The people of Ferguson now have the power to turn this into a peaceful protest, but a protest nonetheless. They must meet with the agitators and make very clear that the violence is not the way to justice. And the non-violent local protestors need to make clear to the agitators that their behavior and presence is "not welcome," says Eugene O'Donnell, a former prosecutor and police officer who now teaches at the John Jay College of Criminal Justice.
He told The Associated Press that such a conversation would go a long way to quelling some of the violence.
Another expert, Thomas Nolan, also a former police officer in Boston and professor at State University of New York, told the AP that police have to scale back the military looking style of their operation and reduce harsh methods of crowd control like the so-called sound cannons.
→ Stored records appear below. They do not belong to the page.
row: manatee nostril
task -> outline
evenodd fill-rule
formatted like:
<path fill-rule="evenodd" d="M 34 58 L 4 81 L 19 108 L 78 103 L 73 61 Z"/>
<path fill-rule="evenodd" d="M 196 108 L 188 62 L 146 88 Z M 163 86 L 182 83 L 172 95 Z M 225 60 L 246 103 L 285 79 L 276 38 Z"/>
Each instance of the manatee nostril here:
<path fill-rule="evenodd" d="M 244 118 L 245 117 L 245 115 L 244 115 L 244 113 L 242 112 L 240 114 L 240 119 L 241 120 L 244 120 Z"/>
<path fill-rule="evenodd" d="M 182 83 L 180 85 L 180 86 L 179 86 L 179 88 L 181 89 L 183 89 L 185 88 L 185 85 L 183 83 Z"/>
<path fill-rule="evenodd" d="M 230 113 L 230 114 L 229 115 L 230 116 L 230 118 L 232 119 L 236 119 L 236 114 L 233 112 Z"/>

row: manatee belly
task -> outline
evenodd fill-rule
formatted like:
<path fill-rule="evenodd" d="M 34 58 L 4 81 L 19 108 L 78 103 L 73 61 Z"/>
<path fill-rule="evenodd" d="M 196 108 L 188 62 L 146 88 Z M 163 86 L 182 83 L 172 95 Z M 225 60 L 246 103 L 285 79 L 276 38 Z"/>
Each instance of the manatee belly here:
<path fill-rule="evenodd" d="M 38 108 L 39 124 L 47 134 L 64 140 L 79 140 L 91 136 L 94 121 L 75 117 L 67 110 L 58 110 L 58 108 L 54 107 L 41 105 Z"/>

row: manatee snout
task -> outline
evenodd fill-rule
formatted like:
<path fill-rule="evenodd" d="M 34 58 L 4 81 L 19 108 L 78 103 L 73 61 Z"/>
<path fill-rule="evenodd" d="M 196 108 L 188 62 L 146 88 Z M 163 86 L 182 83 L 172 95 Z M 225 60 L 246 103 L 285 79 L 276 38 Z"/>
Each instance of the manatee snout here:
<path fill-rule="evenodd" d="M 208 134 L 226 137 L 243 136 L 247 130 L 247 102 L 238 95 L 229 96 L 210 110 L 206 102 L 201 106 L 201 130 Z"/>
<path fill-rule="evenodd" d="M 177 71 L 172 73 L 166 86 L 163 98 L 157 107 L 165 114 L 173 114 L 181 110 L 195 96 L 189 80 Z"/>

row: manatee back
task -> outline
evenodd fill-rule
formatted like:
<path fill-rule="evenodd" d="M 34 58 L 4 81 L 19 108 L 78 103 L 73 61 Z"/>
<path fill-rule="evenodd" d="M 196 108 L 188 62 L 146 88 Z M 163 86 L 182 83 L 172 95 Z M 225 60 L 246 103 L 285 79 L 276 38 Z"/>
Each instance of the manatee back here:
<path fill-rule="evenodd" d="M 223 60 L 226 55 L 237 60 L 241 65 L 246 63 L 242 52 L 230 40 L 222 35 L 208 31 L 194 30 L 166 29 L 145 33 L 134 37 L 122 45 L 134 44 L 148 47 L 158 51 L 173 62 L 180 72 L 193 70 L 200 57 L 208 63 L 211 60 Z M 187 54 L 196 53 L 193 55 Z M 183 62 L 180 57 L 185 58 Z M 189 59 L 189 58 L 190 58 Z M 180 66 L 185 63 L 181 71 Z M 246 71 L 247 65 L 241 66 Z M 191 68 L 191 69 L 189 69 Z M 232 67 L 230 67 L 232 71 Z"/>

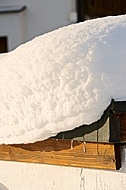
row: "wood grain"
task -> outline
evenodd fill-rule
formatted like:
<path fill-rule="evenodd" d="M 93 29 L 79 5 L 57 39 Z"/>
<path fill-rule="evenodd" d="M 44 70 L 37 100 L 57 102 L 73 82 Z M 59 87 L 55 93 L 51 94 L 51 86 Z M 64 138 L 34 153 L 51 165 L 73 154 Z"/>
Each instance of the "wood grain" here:
<path fill-rule="evenodd" d="M 0 145 L 0 160 L 116 170 L 120 168 L 120 147 L 50 138 L 33 144 Z"/>

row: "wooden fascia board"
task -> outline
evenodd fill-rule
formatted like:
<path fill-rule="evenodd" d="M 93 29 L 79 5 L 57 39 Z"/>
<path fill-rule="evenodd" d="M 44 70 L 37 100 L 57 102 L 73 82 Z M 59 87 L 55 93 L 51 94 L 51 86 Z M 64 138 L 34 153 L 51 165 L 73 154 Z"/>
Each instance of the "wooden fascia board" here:
<path fill-rule="evenodd" d="M 121 167 L 118 144 L 52 138 L 33 144 L 0 145 L 0 160 L 110 170 Z"/>

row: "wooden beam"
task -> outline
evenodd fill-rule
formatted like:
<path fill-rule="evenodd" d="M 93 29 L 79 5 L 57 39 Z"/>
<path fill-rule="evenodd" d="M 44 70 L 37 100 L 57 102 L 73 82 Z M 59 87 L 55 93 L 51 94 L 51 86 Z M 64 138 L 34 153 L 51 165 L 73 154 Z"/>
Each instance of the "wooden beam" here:
<path fill-rule="evenodd" d="M 47 139 L 33 144 L 0 145 L 0 160 L 98 169 L 120 168 L 120 146 Z"/>

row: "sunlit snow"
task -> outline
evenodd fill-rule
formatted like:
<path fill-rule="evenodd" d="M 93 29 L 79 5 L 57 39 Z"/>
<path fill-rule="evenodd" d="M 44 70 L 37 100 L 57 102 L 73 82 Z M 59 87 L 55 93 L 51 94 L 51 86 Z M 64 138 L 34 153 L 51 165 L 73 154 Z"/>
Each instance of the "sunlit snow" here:
<path fill-rule="evenodd" d="M 0 143 L 44 140 L 126 100 L 126 16 L 60 28 L 0 56 Z"/>

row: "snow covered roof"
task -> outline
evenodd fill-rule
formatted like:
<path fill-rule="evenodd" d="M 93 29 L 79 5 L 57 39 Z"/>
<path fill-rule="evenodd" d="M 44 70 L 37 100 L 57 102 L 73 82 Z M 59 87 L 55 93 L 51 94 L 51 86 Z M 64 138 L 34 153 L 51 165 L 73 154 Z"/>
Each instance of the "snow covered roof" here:
<path fill-rule="evenodd" d="M 98 120 L 126 100 L 126 15 L 36 37 L 0 58 L 0 143 L 28 143 Z"/>

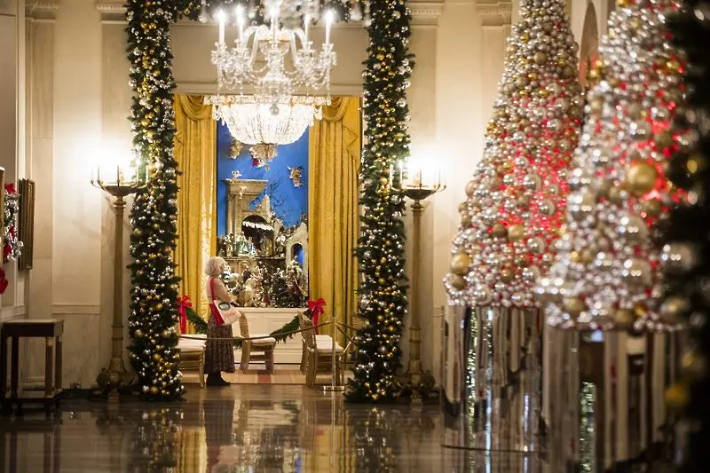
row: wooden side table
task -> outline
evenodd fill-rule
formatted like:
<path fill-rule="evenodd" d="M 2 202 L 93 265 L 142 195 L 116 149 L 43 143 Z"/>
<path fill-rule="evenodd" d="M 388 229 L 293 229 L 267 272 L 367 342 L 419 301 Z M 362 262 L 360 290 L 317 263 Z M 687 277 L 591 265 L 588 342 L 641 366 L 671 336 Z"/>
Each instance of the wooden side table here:
<path fill-rule="evenodd" d="M 61 336 L 64 320 L 11 320 L 0 330 L 0 404 L 3 410 L 16 405 L 21 410 L 25 403 L 43 404 L 45 408 L 56 406 L 61 393 Z M 44 339 L 44 391 L 20 391 L 20 339 Z M 12 339 L 10 366 L 10 393 L 7 392 L 7 340 Z M 55 359 L 56 354 L 56 359 Z"/>

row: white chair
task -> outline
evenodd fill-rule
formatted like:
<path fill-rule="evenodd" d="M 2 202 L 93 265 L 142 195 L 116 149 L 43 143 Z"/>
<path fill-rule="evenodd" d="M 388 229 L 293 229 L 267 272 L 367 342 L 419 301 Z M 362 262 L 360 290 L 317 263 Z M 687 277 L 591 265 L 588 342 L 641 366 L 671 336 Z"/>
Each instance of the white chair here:
<path fill-rule="evenodd" d="M 298 317 L 298 328 L 301 330 L 304 330 L 306 328 L 305 324 L 304 324 L 304 317 Z M 316 343 L 330 343 L 330 335 L 315 335 L 316 336 Z M 304 335 L 304 332 L 301 332 L 301 342 L 302 342 L 302 351 L 301 351 L 301 373 L 305 374 L 305 362 L 308 359 L 308 349 L 305 346 L 305 336 Z"/>
<path fill-rule="evenodd" d="M 240 368 L 242 373 L 246 373 L 249 367 L 249 363 L 253 361 L 264 361 L 269 373 L 273 374 L 273 350 L 276 348 L 276 339 L 268 336 L 266 334 L 249 335 L 249 323 L 247 316 L 242 314 L 239 318 L 239 329 L 244 338 L 264 336 L 259 340 L 244 340 L 241 342 L 241 363 Z"/>
<path fill-rule="evenodd" d="M 195 340 L 195 339 L 199 340 Z M 180 337 L 178 349 L 180 351 L 180 370 L 196 369 L 200 374 L 200 387 L 205 387 L 205 348 L 207 335 L 190 335 L 190 338 Z"/>
<path fill-rule="evenodd" d="M 341 367 L 341 359 L 343 359 L 343 347 L 338 343 L 335 343 L 335 359 L 333 359 L 333 339 L 330 335 L 324 335 L 327 340 L 322 339 L 320 342 L 316 341 L 315 328 L 313 328 L 313 321 L 301 315 L 301 321 L 305 329 L 302 332 L 305 339 L 306 346 L 306 374 L 305 383 L 309 388 L 312 387 L 316 382 L 316 376 L 319 373 L 330 373 L 332 372 L 333 363 L 335 364 L 335 382 L 343 382 L 343 367 Z"/>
Ferguson police and the State Patrol also have to meet with the non-violent protesters and listen to their concerns. Already, Ferguson city leaders are vowing to increase the number of black police officers they have on their force. Currently only 3 of 53 officers are black.
Finally, the media must play a significant role in bringing about peace. That doesn't mean it turns its cameras and notebooks away from the violence, but only that it turn those cameras and notebooks to the efforts at peacekeeping as well.
The violent protests make for good pictures and video, but responsible media must also show sides of the story where progress is being made on reducing the violence.
It's easy, and almost automatic, for media to make these protests larger than they are. That will only enflame the situation and play into the hands of those outside agitators who are counting on just that kind of media coverage.
As is the case in many of these situations, the well-meaning people of Ferguson have to take back their community and take control of it. Their leaders must listen and respond. Justice will prevail if we make sure it can.